So, how long *does* it take to learn Gaelic?
OK, maybe I had better expand on that a little bit.
First off, let's rephrase the question:
'How long does it take the average person of average ability with a fairly busy life to learn Gaelic to a conversational level?'
I reckon, in my experience as a very average learner, it takes between two and a half and three years. Roughly.
If you've cast half an eye over this blog before, you'll know I am a massive fan of the BBC Radio nan Gàidheal Lerners' programme 'Beag air Bheag' with Iain Urchardan. Every week Iain introduces 'Neach-ionnsachaidh na seachdain', Learner of the Week, and these people each have a very different story to tell.
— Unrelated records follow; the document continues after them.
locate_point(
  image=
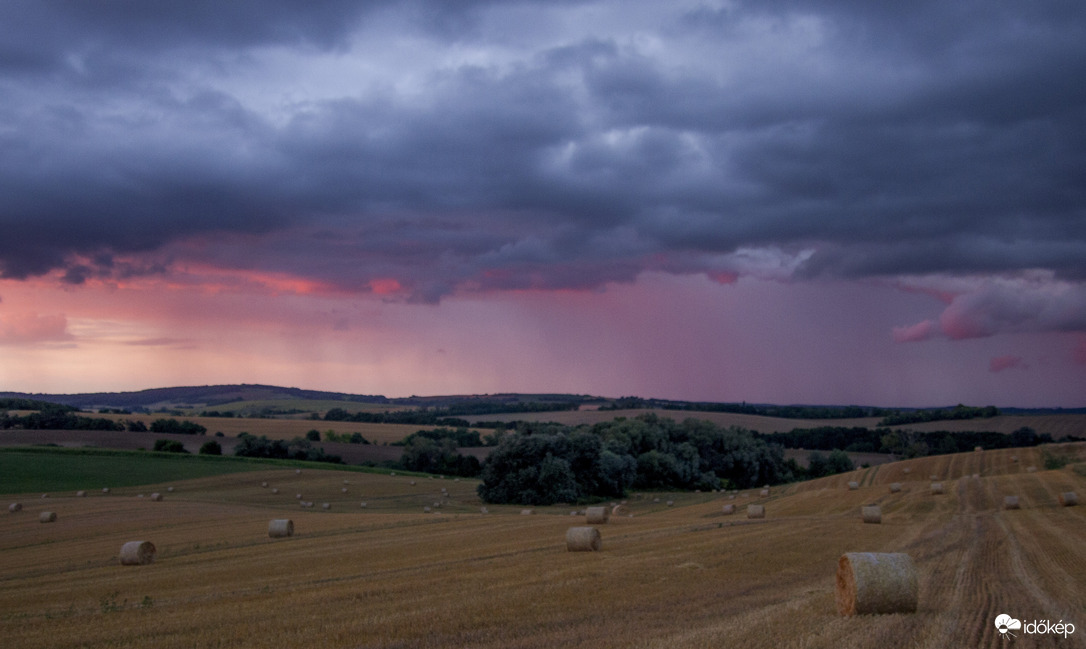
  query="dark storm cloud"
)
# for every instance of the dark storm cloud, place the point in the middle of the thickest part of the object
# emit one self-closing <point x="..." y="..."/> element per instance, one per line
<point x="889" y="139"/>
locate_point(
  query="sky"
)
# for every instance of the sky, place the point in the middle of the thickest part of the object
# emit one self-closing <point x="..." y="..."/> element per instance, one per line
<point x="771" y="201"/>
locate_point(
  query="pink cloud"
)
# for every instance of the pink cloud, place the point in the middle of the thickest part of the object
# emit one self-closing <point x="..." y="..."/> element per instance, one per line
<point x="912" y="333"/>
<point x="32" y="328"/>
<point x="1005" y="363"/>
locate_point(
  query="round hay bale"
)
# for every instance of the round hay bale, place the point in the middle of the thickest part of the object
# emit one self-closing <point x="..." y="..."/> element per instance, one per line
<point x="137" y="552"/>
<point x="596" y="516"/>
<point x="280" y="527"/>
<point x="871" y="513"/>
<point x="582" y="539"/>
<point x="876" y="583"/>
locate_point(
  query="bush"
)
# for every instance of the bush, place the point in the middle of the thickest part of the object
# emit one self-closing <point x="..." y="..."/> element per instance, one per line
<point x="168" y="446"/>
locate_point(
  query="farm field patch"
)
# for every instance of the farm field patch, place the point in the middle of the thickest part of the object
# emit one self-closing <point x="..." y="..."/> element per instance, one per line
<point x="685" y="575"/>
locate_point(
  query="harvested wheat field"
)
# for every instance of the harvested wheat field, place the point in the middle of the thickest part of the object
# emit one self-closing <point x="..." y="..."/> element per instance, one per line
<point x="683" y="576"/>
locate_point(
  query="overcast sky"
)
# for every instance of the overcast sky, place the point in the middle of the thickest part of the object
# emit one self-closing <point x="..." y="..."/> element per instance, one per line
<point x="766" y="201"/>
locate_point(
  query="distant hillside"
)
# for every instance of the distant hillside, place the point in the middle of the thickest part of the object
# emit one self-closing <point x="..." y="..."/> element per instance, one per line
<point x="193" y="396"/>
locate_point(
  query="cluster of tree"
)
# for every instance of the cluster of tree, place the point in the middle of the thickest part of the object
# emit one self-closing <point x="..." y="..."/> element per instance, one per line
<point x="339" y="437"/>
<point x="906" y="444"/>
<point x="959" y="411"/>
<point x="179" y="428"/>
<point x="628" y="403"/>
<point x="299" y="448"/>
<point x="58" y="418"/>
<point x="547" y="463"/>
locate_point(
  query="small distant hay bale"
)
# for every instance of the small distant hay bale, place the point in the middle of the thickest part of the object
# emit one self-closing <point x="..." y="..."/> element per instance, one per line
<point x="876" y="583"/>
<point x="871" y="513"/>
<point x="280" y="527"/>
<point x="596" y="516"/>
<point x="583" y="539"/>
<point x="137" y="552"/>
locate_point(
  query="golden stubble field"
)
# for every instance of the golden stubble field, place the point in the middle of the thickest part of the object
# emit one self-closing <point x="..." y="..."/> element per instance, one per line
<point x="682" y="576"/>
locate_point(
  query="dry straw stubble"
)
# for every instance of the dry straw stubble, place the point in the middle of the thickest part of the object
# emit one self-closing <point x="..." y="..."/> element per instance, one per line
<point x="583" y="539"/>
<point x="137" y="552"/>
<point x="876" y="583"/>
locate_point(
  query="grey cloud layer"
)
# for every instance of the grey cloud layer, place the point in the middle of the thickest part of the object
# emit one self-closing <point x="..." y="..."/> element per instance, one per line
<point x="517" y="145"/>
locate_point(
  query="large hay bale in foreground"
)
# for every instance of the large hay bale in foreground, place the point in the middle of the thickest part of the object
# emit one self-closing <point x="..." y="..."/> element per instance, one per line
<point x="596" y="516"/>
<point x="871" y="513"/>
<point x="876" y="583"/>
<point x="137" y="552"/>
<point x="582" y="539"/>
<point x="280" y="527"/>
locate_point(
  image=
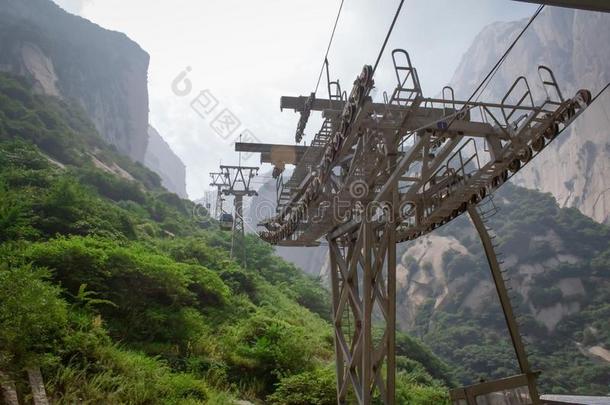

I remember in an early series, a very busy housewife who was massively commited to bringing up her family and to her church was barely able to string a sentence together after two years of learning. However, she still admirably put herself forward for an interview, and it was done in a way that she could cope with. On the other side of the coin, in the most recent series (Series 4) you had two different dudes (Martin B and Carmine) who had pretty much reached fluency after learning for barely a year. All these people serve to inspire, be it to show that even when you barely have a second to yourself you can pick up a little bit here and there, or that if you have the time and the inclination you can immerse yourself and become fluent in a comparatively short time.
These examples are, in my view, extreme. There is no doubt in my mind that Martin B and Carmine are very intelligent and focussed men. Most of us, me included, are neither particularly daft nor particulary bright. We have jobs and social lives and make the most of our free time. While the 'Holy Grail' in Gaelic is to reach fluency, what really makes the whole thing really come to life is to reach a conversational level - a level at which we can express ourselves. If you're doing the 'regular route' of distance learning by Cùrsa Inntrigidh followed by Cùrsa Adhartais with Sabhal Mòr Ostaig, that 'Eureka' moment comes roughly towards the end of the first year of Cùrsa Adhartais or during the second year.
The first two years of learning Gaelic, in my experience, can be the toughest. You learn and learn and learn and you still can't seem to be able to string a sentence together. Sure, you can say 'Ciamar a tha thu?' and as long as someone comes out with a response you know, you're good. You may get a few sentences down the line then the whole thing will stall. The person you're speaking to uses phrases and words you really don't understand, or you don't have the vocabulary to express what you want to say, and the sheer frustration makes you end up switching to English and you loose face.
However, if you keep at it and keep practicing your 'key phrases' and expanding your vocab, you'll eventually reach that Eureka moment where you hold your first conversation entirely in Gaelic. It might be broken Gaelic, there may be mistakes galore and the odd bit of 'Beurla' here and there, but you somehow manage to keep it all on track until the 'Mar sin leat' or 'Chì mi a-rithist thu' at the end. I guarantee you, the first time that happens, you'll be walking on air.
If you look back through the blog you'll see my frustration in the earlier days with the entry 'Why won't you talk to me?'
However, as I toured the Islands doing my project for 'Saoghal na Gàidhlig' (Module 7 of Cùrsa Adhartais') I found Gàidhlig gu leòr. It seems that if you stick at it, and people start to get to know you and know your story, you'll get Gaelic wherever it is found.
Of course, nobody but nobody ever stops learning Gaelic. Once you hit conversational level, the next stage is to expand your vocab and eliminate your mistakes until you hit fluency. Yet Gaelic is such a rich language, even the most fluent and learned speakers will always admit that there is plenty more out there to learn. That's the joy of Gaelic - its richness beyond measure. If you keep at it, it's all there for the taking.
You just have to keep going at your own pace; whether that is three months or three years, it really doesn't matter how long it takes to get there, just as long as you simply keep going. That's all you have to do.